In this film, as in the original Matrix, the mirror is the portal between the real world and the simulated world of the matrix. It is so because this represents the point of convergence between the outside world and the world inside ourselves; two components that constantly inform each other in our human struggle to develop identity and our own sense of self. This central theme in the Matrix films is at the heart of Resurrections; the self or identity has been manipulated to such an extent that even when one "knows" the "truth", the truth can be a weapon to enslave us. One's identity can be turned against them.

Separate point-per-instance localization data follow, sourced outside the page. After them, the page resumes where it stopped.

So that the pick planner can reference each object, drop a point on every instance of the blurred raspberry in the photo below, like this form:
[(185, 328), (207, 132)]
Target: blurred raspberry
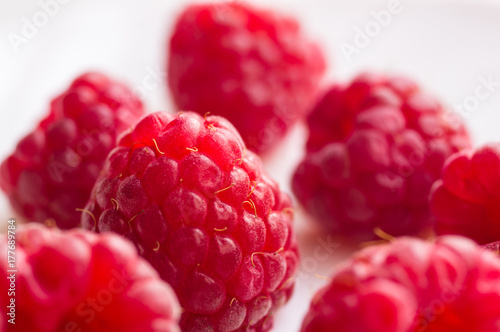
[(79, 281), (495, 247), (202, 211), (375, 148), (252, 66), (411, 285), (466, 200), (53, 169)]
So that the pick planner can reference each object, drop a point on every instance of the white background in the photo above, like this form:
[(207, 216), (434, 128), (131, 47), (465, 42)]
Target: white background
[(447, 46)]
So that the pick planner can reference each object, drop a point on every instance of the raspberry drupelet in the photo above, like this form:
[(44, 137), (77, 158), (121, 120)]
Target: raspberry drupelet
[(375, 148), (255, 65), (202, 211), (52, 170)]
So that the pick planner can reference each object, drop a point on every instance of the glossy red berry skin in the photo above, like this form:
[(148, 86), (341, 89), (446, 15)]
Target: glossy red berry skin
[(52, 170), (255, 65), (76, 280), (411, 285), (375, 148), (202, 211)]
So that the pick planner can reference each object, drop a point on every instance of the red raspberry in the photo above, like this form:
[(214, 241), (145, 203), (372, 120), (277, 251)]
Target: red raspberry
[(254, 64), (80, 281), (205, 215), (53, 169), (495, 247), (375, 148), (412, 285), (466, 200)]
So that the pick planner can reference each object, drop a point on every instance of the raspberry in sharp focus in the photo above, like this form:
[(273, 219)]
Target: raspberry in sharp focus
[(255, 65), (375, 148), (411, 285), (466, 200), (77, 280), (205, 215), (52, 170)]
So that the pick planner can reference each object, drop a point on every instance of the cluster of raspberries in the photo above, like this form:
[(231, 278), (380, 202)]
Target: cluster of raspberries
[(183, 228)]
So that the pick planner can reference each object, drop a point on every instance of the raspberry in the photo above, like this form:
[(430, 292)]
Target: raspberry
[(205, 215), (375, 148), (79, 281), (53, 169), (411, 285), (465, 201), (495, 247), (255, 65)]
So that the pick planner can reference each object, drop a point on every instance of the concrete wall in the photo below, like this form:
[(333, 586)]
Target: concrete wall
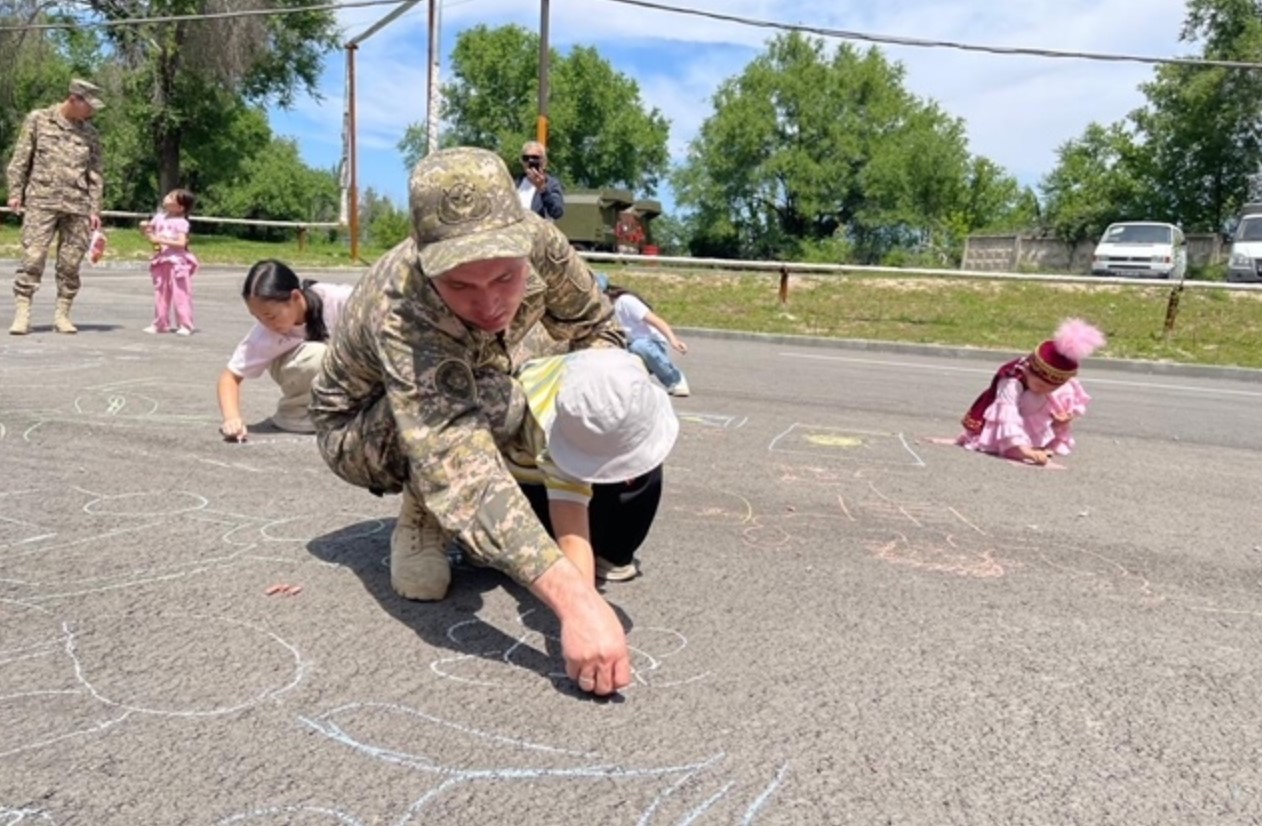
[(1030, 254)]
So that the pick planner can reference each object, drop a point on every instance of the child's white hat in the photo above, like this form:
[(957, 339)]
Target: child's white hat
[(612, 423)]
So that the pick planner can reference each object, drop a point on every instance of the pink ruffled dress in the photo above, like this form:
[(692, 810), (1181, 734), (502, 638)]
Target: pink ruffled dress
[(1020, 418)]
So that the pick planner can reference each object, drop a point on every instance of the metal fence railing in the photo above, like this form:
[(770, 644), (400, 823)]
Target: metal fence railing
[(302, 227)]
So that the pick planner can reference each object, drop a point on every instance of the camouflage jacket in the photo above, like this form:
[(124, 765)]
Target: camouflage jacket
[(398, 339), (57, 164)]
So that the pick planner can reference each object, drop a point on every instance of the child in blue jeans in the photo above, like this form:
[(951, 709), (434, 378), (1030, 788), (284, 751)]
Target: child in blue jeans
[(649, 336)]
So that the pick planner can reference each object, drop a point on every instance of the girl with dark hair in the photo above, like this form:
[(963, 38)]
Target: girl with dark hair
[(293, 320), (172, 266)]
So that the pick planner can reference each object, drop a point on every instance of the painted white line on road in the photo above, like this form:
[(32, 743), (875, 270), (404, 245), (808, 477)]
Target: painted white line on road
[(1088, 378)]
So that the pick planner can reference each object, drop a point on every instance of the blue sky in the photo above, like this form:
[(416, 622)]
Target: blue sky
[(1017, 110)]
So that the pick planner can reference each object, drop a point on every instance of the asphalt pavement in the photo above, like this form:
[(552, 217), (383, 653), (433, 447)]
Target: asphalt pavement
[(841, 619)]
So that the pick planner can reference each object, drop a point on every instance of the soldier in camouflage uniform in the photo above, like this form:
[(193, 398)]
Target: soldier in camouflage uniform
[(415, 395), (56, 177)]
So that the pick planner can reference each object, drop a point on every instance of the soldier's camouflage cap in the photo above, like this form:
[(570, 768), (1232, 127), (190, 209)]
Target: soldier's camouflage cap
[(90, 92), (465, 207)]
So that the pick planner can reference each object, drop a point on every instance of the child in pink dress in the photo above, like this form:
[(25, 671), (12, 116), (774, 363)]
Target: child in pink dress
[(173, 265), (1027, 411)]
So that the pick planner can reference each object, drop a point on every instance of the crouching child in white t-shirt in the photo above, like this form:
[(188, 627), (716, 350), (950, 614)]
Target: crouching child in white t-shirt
[(293, 320)]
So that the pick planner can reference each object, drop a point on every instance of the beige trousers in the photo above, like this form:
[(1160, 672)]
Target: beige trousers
[(294, 372)]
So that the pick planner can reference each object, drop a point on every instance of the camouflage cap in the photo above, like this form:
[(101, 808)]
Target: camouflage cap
[(90, 92), (465, 207)]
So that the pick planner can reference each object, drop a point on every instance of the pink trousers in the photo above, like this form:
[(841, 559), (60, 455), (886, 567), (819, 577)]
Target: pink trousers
[(173, 289)]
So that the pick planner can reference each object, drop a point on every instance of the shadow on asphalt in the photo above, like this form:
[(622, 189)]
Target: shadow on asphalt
[(366, 552)]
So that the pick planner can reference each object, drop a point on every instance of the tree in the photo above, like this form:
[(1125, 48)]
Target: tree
[(386, 223), (179, 77), (600, 134), (1203, 126), (1099, 178), (275, 186), (810, 151), (670, 235)]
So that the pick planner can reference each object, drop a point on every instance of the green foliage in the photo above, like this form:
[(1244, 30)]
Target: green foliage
[(808, 144), (600, 131), (275, 186), (178, 77), (670, 233), (184, 104), (1099, 178), (1185, 157), (836, 249), (385, 223)]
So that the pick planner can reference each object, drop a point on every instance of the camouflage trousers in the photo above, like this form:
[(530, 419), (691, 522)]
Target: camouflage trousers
[(39, 227)]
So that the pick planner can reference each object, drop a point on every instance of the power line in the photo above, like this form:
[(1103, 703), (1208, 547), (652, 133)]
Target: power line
[(843, 34), (211, 15), (889, 39)]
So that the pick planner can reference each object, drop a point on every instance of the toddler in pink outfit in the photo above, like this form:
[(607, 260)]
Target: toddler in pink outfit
[(1027, 411), (173, 265)]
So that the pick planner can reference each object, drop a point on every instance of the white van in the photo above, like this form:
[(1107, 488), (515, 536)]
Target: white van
[(1142, 249), (1246, 259)]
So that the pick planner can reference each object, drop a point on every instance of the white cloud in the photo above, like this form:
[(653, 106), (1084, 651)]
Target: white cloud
[(1016, 109)]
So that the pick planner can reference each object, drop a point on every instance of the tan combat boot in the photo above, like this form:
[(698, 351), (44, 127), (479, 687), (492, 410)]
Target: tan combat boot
[(418, 558), (20, 317), (62, 317)]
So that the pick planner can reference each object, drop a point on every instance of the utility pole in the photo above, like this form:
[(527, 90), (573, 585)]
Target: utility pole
[(433, 104), (352, 157), (542, 129)]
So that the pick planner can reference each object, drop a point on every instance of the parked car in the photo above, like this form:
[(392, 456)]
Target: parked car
[(1142, 249), (1246, 260)]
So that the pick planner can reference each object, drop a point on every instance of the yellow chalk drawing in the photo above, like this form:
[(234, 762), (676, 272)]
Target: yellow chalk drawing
[(834, 442)]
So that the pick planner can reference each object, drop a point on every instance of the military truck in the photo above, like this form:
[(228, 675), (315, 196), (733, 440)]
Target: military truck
[(608, 221)]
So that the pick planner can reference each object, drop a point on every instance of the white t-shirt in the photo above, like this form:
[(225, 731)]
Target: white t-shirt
[(260, 347), (526, 193), (631, 313)]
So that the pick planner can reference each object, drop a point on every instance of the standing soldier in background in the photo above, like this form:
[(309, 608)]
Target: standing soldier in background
[(56, 178)]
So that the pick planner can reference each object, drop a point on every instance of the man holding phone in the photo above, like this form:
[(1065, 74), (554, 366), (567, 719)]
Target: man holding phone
[(539, 192)]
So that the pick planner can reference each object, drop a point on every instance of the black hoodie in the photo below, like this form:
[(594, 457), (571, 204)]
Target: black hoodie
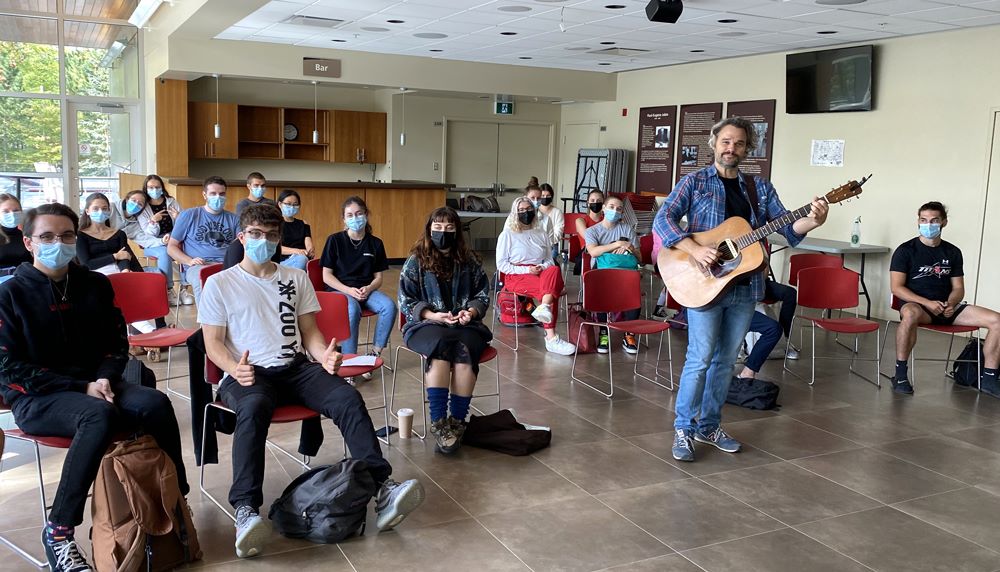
[(48, 345)]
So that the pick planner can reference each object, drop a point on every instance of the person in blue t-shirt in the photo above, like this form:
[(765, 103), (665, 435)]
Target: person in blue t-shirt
[(202, 234)]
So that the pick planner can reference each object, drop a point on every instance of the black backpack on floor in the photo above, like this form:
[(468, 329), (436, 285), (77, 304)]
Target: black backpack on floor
[(753, 393), (963, 369), (326, 504)]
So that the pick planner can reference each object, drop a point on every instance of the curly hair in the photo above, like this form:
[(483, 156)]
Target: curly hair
[(443, 264)]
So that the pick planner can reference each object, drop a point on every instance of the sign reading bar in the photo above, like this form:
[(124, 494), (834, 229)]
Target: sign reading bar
[(320, 68), (655, 159)]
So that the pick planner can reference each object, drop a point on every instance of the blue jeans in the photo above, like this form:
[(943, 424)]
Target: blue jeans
[(379, 303), (715, 333), (296, 261), (163, 262)]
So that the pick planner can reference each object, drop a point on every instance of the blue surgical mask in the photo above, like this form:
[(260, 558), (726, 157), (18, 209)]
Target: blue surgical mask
[(217, 202), (260, 250), (930, 230), (10, 219), (56, 255), (357, 224)]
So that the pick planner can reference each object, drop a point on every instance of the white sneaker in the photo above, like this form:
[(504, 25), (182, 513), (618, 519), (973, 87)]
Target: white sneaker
[(543, 314), (559, 346)]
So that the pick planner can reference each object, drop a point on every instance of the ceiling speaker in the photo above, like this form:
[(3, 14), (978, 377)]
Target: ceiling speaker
[(668, 11)]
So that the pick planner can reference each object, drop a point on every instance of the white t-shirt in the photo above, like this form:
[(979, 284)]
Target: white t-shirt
[(260, 314)]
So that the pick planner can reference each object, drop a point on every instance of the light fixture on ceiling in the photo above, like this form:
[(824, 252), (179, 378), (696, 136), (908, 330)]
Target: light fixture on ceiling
[(143, 12)]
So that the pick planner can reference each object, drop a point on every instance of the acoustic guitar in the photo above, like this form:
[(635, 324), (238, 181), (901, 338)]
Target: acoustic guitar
[(740, 253)]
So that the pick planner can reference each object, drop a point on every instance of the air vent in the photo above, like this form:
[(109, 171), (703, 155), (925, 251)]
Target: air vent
[(313, 21)]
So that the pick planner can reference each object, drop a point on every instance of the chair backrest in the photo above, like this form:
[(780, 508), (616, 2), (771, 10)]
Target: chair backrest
[(315, 272), (332, 318), (828, 288), (611, 290), (799, 262), (140, 295)]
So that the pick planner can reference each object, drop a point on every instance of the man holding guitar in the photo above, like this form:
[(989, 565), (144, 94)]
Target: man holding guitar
[(728, 270)]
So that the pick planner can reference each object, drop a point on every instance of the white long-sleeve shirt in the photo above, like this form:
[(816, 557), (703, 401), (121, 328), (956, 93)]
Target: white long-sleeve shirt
[(518, 251)]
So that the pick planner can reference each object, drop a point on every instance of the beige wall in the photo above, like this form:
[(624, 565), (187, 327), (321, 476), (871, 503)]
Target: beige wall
[(928, 137)]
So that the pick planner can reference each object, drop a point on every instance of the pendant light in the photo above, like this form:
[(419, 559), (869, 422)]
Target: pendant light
[(315, 115)]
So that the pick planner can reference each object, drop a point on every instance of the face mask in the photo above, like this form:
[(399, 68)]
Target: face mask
[(444, 239), (10, 219), (260, 250), (217, 202), (357, 223), (56, 255), (932, 230), (99, 217)]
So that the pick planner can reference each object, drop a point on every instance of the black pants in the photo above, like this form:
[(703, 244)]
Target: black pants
[(303, 383), (92, 422)]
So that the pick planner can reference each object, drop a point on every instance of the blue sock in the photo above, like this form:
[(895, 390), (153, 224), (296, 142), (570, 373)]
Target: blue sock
[(460, 406), (437, 398)]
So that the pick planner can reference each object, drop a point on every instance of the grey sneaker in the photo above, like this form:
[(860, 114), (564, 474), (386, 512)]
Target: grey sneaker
[(396, 500), (718, 438), (683, 449), (252, 532)]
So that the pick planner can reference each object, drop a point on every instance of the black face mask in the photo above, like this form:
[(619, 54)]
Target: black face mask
[(444, 239)]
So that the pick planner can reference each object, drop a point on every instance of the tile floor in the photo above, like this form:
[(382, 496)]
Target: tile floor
[(843, 477)]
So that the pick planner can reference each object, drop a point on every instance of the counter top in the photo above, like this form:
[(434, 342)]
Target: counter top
[(323, 184)]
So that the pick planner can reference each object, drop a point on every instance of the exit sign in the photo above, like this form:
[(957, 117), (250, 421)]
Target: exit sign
[(503, 108)]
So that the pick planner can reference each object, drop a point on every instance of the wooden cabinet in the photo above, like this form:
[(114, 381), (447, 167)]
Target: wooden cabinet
[(358, 136), (202, 144)]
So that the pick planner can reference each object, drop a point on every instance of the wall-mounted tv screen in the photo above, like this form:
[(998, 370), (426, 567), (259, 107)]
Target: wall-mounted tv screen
[(829, 80)]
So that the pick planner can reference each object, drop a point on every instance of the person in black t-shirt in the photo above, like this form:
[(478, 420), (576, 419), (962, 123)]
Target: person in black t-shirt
[(353, 262), (926, 274)]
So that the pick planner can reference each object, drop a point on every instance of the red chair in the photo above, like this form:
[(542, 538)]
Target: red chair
[(614, 290), (834, 289), (488, 355), (143, 296), (333, 322)]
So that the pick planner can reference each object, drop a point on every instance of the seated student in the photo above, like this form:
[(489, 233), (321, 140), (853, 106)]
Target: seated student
[(524, 254), (62, 353), (12, 251), (259, 323), (926, 274), (296, 235), (444, 294), (353, 262), (202, 234), (256, 187), (613, 244)]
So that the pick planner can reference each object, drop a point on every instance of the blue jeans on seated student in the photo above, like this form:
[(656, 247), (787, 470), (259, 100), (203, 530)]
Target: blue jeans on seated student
[(379, 303), (715, 335), (296, 261)]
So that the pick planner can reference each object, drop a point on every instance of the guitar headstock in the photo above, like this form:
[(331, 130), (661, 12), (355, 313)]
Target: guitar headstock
[(845, 191)]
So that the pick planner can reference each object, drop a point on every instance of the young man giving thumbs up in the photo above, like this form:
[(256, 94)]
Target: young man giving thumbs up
[(259, 321)]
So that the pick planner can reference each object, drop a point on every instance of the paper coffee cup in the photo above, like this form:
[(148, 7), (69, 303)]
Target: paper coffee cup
[(405, 416)]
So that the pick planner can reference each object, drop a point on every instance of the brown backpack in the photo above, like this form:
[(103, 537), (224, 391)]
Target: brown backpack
[(140, 519)]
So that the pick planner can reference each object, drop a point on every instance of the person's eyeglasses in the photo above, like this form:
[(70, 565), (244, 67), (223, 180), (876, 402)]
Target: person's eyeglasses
[(68, 237)]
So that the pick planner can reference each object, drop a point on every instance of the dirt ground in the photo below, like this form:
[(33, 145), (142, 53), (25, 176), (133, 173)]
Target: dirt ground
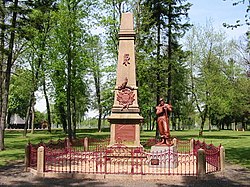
[(14, 175)]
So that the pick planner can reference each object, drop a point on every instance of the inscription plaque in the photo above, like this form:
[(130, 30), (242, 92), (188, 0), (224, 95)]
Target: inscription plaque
[(154, 161), (124, 132)]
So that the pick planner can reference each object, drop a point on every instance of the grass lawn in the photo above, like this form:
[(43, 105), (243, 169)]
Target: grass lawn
[(237, 144)]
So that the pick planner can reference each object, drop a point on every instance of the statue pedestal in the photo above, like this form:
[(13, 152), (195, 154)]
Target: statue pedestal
[(125, 118), (163, 156), (127, 134)]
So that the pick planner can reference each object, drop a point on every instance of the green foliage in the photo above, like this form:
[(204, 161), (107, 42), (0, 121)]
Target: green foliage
[(20, 89)]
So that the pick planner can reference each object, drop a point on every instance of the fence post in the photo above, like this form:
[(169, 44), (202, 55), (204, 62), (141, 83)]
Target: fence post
[(27, 157), (68, 144), (192, 145), (86, 144), (201, 169), (222, 159), (175, 142), (40, 160)]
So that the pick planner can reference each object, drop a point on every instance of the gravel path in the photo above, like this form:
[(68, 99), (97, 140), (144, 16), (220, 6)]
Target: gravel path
[(14, 175)]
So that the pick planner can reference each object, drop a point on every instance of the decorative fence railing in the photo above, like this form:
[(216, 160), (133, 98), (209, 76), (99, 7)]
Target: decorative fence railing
[(96, 157)]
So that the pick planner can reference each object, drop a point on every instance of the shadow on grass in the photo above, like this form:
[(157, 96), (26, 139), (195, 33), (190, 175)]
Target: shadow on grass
[(210, 180), (59, 182)]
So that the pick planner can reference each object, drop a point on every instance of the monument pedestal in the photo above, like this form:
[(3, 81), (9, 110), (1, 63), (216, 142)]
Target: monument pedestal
[(163, 156), (125, 118), (127, 134)]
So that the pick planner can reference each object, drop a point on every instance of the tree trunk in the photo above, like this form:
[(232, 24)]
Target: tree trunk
[(74, 117), (203, 119), (63, 117), (47, 105), (7, 77), (169, 54), (32, 116), (69, 95), (26, 121)]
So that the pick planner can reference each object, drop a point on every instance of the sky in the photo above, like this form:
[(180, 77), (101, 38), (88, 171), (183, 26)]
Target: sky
[(218, 11)]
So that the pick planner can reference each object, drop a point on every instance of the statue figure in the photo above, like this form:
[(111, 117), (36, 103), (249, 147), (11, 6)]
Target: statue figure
[(162, 120)]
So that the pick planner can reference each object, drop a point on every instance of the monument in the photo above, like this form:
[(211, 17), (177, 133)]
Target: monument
[(125, 118)]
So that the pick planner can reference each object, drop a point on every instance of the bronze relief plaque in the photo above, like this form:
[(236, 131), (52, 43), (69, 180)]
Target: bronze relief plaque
[(124, 132)]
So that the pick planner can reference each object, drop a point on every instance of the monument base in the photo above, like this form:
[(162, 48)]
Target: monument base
[(163, 156), (126, 134)]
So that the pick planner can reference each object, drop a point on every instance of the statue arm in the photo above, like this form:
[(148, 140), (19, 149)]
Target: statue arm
[(169, 107), (159, 110)]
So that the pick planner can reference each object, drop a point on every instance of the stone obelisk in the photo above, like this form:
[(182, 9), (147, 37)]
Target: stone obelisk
[(125, 118)]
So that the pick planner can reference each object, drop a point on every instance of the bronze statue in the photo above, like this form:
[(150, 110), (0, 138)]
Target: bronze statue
[(163, 123)]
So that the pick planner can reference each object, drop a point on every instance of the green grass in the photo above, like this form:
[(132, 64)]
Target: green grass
[(237, 144)]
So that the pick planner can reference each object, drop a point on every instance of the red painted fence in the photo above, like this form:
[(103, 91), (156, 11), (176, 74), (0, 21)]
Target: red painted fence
[(98, 158)]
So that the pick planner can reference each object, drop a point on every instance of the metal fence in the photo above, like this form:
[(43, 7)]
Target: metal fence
[(94, 156)]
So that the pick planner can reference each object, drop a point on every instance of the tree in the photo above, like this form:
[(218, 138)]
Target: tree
[(212, 74), (6, 58), (239, 23), (161, 25), (68, 40)]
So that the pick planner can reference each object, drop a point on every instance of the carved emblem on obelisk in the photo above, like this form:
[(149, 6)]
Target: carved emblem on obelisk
[(125, 96), (126, 59)]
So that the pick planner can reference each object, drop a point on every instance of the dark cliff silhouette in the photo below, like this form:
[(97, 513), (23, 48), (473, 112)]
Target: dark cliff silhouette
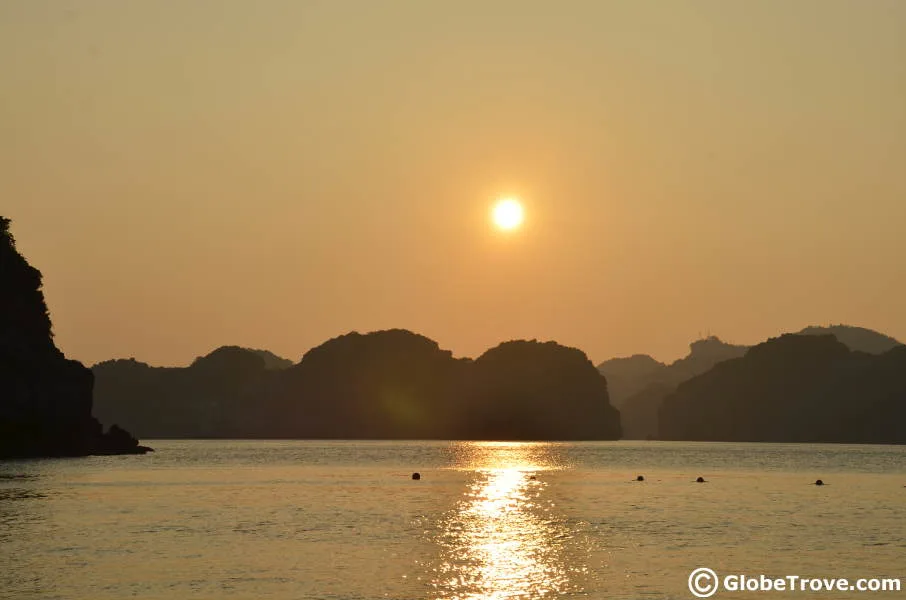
[(391, 384), (639, 383), (795, 388), (45, 399), (856, 338)]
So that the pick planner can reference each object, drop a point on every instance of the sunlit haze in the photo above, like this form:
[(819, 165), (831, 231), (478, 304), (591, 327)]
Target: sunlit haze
[(273, 174)]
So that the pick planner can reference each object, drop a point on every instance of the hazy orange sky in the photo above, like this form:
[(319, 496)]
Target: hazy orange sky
[(188, 174)]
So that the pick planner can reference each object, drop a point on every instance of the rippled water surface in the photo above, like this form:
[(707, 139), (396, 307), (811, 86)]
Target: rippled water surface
[(341, 520)]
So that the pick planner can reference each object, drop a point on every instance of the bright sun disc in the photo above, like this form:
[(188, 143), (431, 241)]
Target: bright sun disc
[(507, 214)]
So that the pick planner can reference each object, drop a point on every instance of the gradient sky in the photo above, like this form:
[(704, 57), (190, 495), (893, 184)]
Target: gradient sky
[(193, 173)]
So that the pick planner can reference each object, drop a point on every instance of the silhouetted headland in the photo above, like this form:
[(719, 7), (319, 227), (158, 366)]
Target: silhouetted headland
[(391, 384), (639, 384), (795, 388), (45, 399)]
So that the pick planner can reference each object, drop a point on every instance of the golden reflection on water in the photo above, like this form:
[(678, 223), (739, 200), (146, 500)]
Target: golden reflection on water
[(505, 539)]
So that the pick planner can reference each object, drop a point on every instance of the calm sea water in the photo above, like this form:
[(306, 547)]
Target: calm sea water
[(342, 520)]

Suffice it to say, maintaining one's control over self (and sanity as it were) they must constantly fight to maintain control, even as hard-fought axioms turn against us and forge the battles we'll fight on down the road.
For all of this, though, Resurrections makes a point to say that some things about our characters are ingrained rather than subject to the process of identity formation; they are hard coded, transcendental. This is why Neo finds himself back in the Matrix and once again fighting for his love, Trinity. It is why Neo is running the modal, it is why the analyst is able to exploit Neo, and it is why the war will never cease.